Transformed Columns

Transform data at scale.

Config

- kind: transformed_column
name: <string> # transformed column name (required)
transformer: <string> # the name of the transformer to use (this or transformer_path must be specified)
transformer_path: <string> # a path to an transformer implementation file (this or transformer must be specified)
input: <input_value> # the input to the transformer, which may contain references to columns, constants, and aggregates (e.g. @column1) (required)
compute:
executors: <int> # number of spark executors (default: 1)
driver_cpu: <string> # CPU request for spark driver (default: 1)
driver_mem: <string> # memory request for spark driver (default: 500Mi)
driver_mem_overhead: <string> # off-heap (non-JVM) memory allocated to the driver (overrides mem_overhead_factor) (default: min[driver_mem * 0.4, 384Mi])
executor_cpu: <string> # CPU request for each spark executor (default: 1)
executor_mem: <string> # memory request for each spark executor (default: 500Mi)
executor_mem_overhead: <string> # off-heap (non-JVM) memory allocated to each executor (overrides mem_overhead_factor) (default: min[executor_mem * 0.4, 384Mi])
mem_overhead_factor: <float> # the proportion of driver_mem/executor_mem which will be additionally allocated for off-heap (non-JVM) memory (default: 0.4)

See Data Types for details about input values.
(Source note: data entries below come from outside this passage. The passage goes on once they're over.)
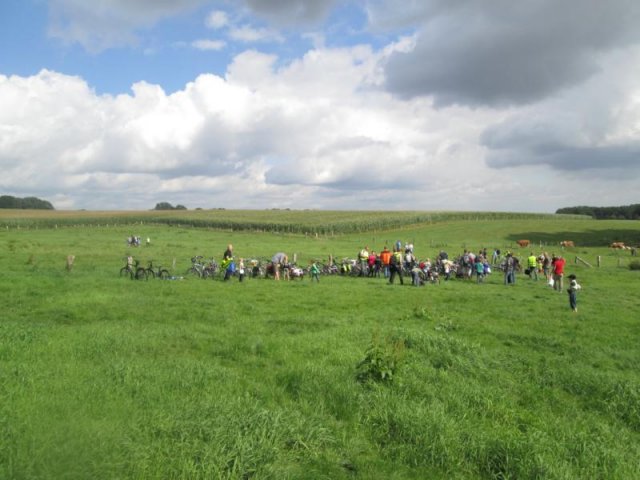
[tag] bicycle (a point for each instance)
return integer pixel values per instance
(197, 267)
(133, 269)
(161, 273)
(210, 269)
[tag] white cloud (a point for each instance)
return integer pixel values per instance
(206, 44)
(249, 34)
(217, 19)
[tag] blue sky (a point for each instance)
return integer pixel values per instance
(375, 104)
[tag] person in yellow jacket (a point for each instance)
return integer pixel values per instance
(363, 260)
(532, 266)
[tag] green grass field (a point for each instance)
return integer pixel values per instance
(105, 377)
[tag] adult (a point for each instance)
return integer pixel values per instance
(228, 253)
(227, 262)
(546, 268)
(363, 260)
(395, 266)
(279, 260)
(385, 258)
(558, 264)
(479, 268)
(510, 269)
(371, 263)
(574, 286)
(532, 266)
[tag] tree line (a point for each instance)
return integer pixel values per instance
(627, 212)
(27, 203)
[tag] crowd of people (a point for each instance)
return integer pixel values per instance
(400, 262)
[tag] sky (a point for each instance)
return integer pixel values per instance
(489, 105)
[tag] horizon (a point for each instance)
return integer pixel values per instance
(324, 104)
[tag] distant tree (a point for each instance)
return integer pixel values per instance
(164, 206)
(628, 212)
(28, 203)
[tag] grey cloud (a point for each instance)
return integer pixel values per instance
(503, 52)
(624, 160)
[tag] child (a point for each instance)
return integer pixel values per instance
(315, 272)
(574, 286)
(241, 269)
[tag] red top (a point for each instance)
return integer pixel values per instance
(558, 266)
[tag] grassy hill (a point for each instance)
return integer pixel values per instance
(105, 377)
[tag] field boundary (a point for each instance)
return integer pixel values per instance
(304, 222)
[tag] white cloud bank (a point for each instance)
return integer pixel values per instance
(413, 125)
(317, 133)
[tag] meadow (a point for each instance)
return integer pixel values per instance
(105, 377)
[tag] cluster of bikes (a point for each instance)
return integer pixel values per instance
(420, 272)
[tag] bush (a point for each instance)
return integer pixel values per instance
(382, 360)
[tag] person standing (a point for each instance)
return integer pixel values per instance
(574, 286)
(228, 263)
(532, 266)
(510, 270)
(241, 270)
(315, 272)
(395, 266)
(385, 257)
(279, 260)
(479, 266)
(363, 260)
(558, 264)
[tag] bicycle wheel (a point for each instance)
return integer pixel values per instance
(141, 274)
(194, 271)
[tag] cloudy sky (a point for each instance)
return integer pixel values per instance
(327, 104)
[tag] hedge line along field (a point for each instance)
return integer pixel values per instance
(280, 221)
(105, 377)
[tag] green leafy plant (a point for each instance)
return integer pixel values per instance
(382, 359)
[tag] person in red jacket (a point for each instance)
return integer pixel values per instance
(558, 264)
(385, 256)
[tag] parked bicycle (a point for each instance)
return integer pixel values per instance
(160, 272)
(132, 269)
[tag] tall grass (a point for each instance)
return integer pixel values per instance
(104, 377)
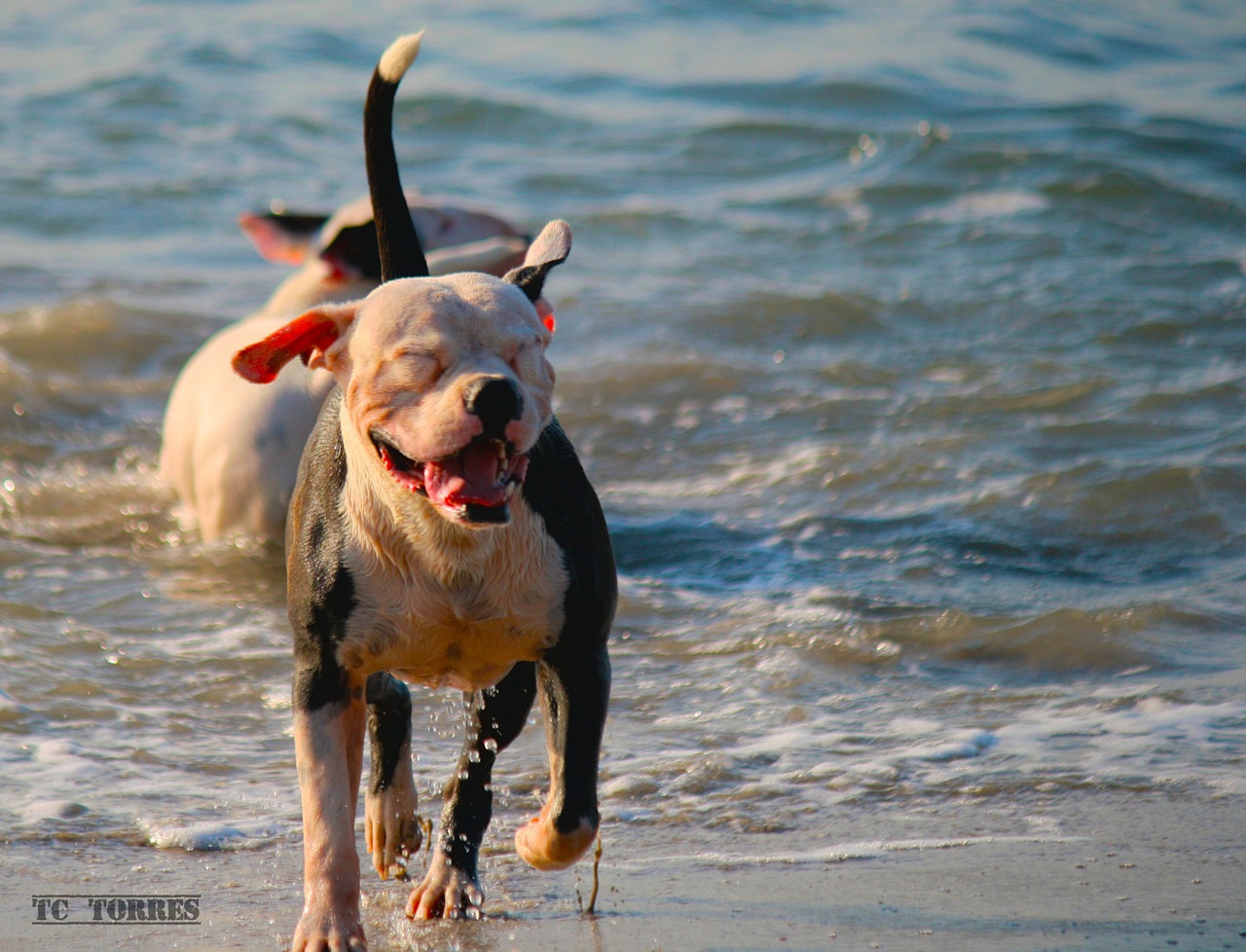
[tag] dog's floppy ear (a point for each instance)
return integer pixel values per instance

Note: the input of the the transformed column must match the input type of the transformer (if specified).

See transformers.yaml for a list of built-in transformers.

Example

- kind: transformed_column
name: age_normalized
transformer: cortex.normalize
input:
num: @age # "age" is the name of a numeric raw column
mean: @age_mean # "age_mean" is the name of an aggregate which used the cortex.mean aggregator
stddev: @age_stddev # "age_stddev" is the name of an aggregate which used the cortex.stddev aggregator
- kind: transformed_column
name: class_indexed
transformer: cortex.index_string
input:
col: @class # "class" is the name of a string raw column
index: {"indexes": ["t", "f"], "reversed_index": ["t": 0, "f": 1]} # a value to be used as the index
- kind: transformed_column
name: price_bucketized
transformer: cortex.bucketize
input:
num: @price # "price" is the name of a numeric raw column
bucket_boundaries: @bucket_boundaries # "bucket_boundaries" is the name of a [FLOAT] constant

Validating Transformers

Cortex does not run transformers on the full dataset until they are required for model training. However, in order to catch bugs as early as possible, Cortex sanity checks all transformed columns by running their transformers against the first 100 samples in the dataset.